Say the .so file we want to place into the filesystem is for a new C-compiled storage plugin to be accessed from Python. We could follow the some route as already done for the pre-packaged plugins (such as dlite-plugins-json.so).

For the pre-packaged plugins, there is no need to adjust LD_LIBRARY_PATH or DLITE_ROOT. The .so file is placed by CMake (or setup.py using CMake) into the directory ./share/dlite/storage-plugins below the dlite Python package directory. This path is guaranteed to exists on both Windows/Linux and is independent of what virtual environment we are using. We should maybe be using another naming convention for the plugin-directory since a path like .../site-packages/dlite/share/dlite/storage-plugins is a bit awkward.

dlite-plugins-json.so must now be discoverable by dlite so it can be loaded. dlite uses the env-variable DLITE_STORAGES to facilitate searching. This env-variable is for example set when testing the dlite json storage plugin via CTest in the build directory. When pip-installing, the paths where dlite searches for its plugins are set in the __init__.py of the package and this by default includes the ./share/dlite/storage-plugins directory relative to the package install directory. No need to set any DLITE_STORAGES path, just pip install and it should find the plugin.

dlite can now discover and load the .so plugin, but the next complication is that the plugin also depends on dlite.so and dlite-utils.so.

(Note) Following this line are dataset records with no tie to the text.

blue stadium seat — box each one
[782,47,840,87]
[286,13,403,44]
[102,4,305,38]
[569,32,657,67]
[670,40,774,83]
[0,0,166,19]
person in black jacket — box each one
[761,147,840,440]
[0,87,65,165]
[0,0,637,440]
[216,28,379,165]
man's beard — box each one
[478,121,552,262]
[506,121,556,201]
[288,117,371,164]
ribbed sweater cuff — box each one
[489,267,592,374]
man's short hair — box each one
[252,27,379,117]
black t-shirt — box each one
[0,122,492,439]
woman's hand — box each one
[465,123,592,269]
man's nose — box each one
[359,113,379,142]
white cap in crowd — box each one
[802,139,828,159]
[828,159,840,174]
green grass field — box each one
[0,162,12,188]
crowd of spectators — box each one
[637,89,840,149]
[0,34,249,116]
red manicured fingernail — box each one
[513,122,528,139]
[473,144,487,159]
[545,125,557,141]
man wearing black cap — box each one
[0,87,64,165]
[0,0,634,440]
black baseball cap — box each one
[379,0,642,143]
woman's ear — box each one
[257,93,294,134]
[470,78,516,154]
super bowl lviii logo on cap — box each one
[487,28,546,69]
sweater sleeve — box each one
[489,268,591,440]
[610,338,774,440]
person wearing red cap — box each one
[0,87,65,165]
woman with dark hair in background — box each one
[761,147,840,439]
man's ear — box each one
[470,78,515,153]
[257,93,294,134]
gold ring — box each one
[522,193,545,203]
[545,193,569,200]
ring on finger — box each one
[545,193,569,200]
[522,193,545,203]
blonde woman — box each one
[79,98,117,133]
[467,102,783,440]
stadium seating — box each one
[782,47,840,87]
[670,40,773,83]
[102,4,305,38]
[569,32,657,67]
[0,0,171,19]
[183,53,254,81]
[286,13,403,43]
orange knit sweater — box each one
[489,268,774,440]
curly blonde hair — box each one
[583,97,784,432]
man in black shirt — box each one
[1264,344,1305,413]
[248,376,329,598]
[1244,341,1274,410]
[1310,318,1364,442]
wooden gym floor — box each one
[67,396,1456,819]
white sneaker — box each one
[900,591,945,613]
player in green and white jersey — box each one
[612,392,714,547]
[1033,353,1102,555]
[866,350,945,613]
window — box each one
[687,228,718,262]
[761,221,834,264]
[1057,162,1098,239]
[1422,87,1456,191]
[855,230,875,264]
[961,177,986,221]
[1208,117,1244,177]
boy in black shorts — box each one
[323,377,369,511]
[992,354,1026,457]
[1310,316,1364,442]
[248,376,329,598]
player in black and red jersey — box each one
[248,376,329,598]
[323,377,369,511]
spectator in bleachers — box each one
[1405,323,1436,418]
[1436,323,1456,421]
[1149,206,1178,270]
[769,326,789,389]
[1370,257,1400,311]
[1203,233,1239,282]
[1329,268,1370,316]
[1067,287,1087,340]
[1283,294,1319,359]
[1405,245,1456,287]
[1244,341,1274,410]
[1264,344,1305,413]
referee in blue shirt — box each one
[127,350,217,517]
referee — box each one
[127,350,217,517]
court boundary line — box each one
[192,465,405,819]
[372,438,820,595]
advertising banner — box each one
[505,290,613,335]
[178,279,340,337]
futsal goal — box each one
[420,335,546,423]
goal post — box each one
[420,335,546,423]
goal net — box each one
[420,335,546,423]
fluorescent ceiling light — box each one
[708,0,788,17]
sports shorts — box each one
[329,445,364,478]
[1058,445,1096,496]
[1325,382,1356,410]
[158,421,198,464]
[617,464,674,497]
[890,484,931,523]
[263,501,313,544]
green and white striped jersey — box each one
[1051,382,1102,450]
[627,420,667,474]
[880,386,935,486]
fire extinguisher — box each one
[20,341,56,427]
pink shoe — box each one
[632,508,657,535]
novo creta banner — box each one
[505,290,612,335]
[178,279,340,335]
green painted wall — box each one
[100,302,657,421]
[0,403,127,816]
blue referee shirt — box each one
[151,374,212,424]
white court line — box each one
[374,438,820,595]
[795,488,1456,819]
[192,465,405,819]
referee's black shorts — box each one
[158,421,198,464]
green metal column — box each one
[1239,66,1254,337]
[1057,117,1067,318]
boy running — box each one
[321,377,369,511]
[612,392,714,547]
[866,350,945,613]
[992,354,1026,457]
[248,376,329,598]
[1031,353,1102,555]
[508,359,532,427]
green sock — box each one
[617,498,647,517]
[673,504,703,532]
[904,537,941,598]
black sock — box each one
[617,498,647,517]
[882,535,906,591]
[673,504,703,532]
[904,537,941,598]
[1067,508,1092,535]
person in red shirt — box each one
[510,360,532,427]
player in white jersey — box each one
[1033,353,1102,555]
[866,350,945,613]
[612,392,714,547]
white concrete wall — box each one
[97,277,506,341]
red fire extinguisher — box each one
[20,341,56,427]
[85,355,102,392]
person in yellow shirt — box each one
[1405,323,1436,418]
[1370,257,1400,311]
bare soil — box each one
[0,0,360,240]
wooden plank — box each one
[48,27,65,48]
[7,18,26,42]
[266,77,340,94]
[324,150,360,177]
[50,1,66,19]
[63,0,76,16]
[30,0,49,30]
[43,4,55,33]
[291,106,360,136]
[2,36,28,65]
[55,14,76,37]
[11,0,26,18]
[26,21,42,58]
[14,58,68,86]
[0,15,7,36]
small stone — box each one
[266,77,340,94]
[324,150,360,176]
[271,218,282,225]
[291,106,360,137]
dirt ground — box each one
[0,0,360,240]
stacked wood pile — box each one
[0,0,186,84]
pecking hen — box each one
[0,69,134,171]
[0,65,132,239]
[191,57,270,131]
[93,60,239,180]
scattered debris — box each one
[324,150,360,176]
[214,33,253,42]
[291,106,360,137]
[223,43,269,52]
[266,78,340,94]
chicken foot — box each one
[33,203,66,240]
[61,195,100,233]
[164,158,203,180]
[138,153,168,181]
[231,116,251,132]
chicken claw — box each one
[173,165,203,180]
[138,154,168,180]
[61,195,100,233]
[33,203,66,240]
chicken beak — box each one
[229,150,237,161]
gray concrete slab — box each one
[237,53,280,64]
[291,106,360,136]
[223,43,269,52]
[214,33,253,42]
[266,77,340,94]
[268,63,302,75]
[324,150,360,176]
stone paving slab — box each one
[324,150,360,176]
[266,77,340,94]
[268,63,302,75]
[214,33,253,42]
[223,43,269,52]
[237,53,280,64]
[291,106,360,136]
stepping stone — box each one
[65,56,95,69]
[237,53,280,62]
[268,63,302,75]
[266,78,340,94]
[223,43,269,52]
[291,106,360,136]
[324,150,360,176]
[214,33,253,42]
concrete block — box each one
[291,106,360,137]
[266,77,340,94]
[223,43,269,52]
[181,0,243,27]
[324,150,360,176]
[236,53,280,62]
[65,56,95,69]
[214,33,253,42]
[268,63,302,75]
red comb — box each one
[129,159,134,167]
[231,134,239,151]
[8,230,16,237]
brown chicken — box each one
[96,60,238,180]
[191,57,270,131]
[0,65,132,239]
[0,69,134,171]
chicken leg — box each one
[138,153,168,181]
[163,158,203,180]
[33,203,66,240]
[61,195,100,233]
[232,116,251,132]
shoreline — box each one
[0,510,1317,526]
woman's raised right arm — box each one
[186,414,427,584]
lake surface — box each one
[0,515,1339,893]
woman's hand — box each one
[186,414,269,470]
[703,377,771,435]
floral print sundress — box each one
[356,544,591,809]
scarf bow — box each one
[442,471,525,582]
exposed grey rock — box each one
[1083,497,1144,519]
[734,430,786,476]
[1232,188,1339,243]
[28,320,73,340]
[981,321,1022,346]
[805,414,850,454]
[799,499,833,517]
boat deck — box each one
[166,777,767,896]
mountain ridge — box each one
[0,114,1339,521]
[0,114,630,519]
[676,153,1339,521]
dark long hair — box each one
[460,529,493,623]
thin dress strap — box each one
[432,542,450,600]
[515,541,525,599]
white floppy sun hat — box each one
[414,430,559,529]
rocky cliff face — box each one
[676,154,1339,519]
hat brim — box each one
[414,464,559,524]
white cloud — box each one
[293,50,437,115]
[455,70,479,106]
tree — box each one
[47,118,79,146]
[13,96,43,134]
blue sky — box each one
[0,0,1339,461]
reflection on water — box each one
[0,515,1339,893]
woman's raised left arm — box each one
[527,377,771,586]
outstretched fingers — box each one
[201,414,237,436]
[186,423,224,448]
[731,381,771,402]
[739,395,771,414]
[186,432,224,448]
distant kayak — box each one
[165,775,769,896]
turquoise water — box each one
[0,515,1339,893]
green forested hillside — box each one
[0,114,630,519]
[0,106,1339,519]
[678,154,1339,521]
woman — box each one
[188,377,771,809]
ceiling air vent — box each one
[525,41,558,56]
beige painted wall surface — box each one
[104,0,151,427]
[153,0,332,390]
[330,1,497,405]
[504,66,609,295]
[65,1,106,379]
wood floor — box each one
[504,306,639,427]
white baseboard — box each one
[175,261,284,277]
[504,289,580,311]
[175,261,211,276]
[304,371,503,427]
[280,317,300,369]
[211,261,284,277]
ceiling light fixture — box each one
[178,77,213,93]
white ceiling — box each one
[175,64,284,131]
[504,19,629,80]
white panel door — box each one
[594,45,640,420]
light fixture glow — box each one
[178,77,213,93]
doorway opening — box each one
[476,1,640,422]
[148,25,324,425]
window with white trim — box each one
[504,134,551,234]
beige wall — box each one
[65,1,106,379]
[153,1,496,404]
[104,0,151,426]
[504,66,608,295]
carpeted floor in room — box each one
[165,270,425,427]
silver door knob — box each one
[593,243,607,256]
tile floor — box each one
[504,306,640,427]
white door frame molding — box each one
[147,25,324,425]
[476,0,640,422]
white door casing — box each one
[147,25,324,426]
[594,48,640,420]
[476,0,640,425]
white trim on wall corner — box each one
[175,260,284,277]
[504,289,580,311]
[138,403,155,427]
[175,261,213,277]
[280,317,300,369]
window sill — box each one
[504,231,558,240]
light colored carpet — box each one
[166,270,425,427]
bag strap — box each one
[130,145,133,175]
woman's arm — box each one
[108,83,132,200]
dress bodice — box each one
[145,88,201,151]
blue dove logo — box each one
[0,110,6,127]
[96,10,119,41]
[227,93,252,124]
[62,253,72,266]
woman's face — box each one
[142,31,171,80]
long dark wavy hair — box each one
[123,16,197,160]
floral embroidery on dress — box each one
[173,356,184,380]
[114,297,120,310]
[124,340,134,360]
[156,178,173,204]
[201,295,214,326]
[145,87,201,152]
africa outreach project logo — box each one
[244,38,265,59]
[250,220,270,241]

These files are placed by CMake directly into dlites package root directory because they need to be picked up once import dlite imports _dlite.pyd and pyd expects to load dlite.dll and dlite-utils.dll (Using SWIG extension names on Windows here). At the moment this is solved by baking the shared library search-path directly into dlite-plugins-json.so using RPATH instead of setting LD_LIBRARY_PATH because the latter doesnt work cross-platform.

This has become a long answer - but to summarize for your use-case: I would implement the plugin using the same machinery as for the pre-packaged plugins. I would take the ./storages/json plugin as a template and build the new extension from source. No need to use pip install or modify setup.py at this point. Once the plugin works, go to ./python and use setup.py as it is to build a wheel with your new plugin included, make a pip install in a virtual evironement or whatever you whish.

The other use-case is that we have a local dlite install (either via pip or installed from source or from a distro-package, or ...) and then want to compile a new C-extension. I guess this would best be done in a separate CMake project which uses the FindDlite.cmake file provided in the dlite repo to find and use all the paths needed (headers, libs) for compiling, linking and installing.

jesper-friis commented 2 years ago

@CasperWA, I tried to reproduce your issue with plugins using virtualenv on linux. For me

$ mkvirtualenv dlite
$ pip install --upgrade pip
$ cd dlite/python
$ pip install .
$ pip install tables
$ cd ../examples/read-csv
$ python readcsv.py

works fine. I think using RPATH mentioned by @pscff makes the trick for me. Have I missed your point, or is it working differently on my native Fedora linux and than on your Ubuntu on WSL?